Sons & Daughters To The Rescue

When Is It Time For Financial Intervention, Mom and Dad?

When does it make sense to search for a planner for your parents? In Jennifer Openshaw’s opinion, right now. It doesn’t matter what age or stage they’re at. Problem is, the majority of Americans wait until a crisis or retirement hovers over them to take action.

You can always use a triggering event to broach the topic, such as:

  • A divorce

  • An illness, even a short-term one. “What if this had been more serious?”

  • Loss of income, even if minor. “What if [the primary breadwinner] lost his job?”

  • A refinancing or a new loan. “Why did you need to refinance? Are you having some financial pressures?”

  • Unpaid credit cards, other bills - a sign of trouble

Openshaw believes the keys to success in making this happen are:

1.) Remove yourself from the process. Don’t assume that just because you’ve been down the financial-planning road or invested your money yourself that you’re the one to handle it for your parents.

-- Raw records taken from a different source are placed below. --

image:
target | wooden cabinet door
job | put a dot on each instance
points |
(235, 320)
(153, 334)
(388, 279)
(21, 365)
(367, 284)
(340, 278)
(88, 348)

2.) Bring in an independent, fee-only adviser. Most advisers will only talk to you if you have $500,000 or $1 million in assets. That is, unless they sell commission-based products. Opt for an adviser geographically close to your parents, and one who is truly objective - meaning, they’ll charge by the hour, as high as $400 depending on where you live.

As part of her search, Openshaw developed a mini-RFP (request for proposal) that outlined my requirements (location, experience, references) and her needs. Those needs might include any of the following:

  • Cash-flow (budgeting)

  • Retirement planning

  • Investments

  • Insurance (life, but maybe long-term, too)

  • Taxes

3.) Give them a say in the decision. Don’t forget to allow your parents the opportunity to meet and give the “go-ahead” with your planner.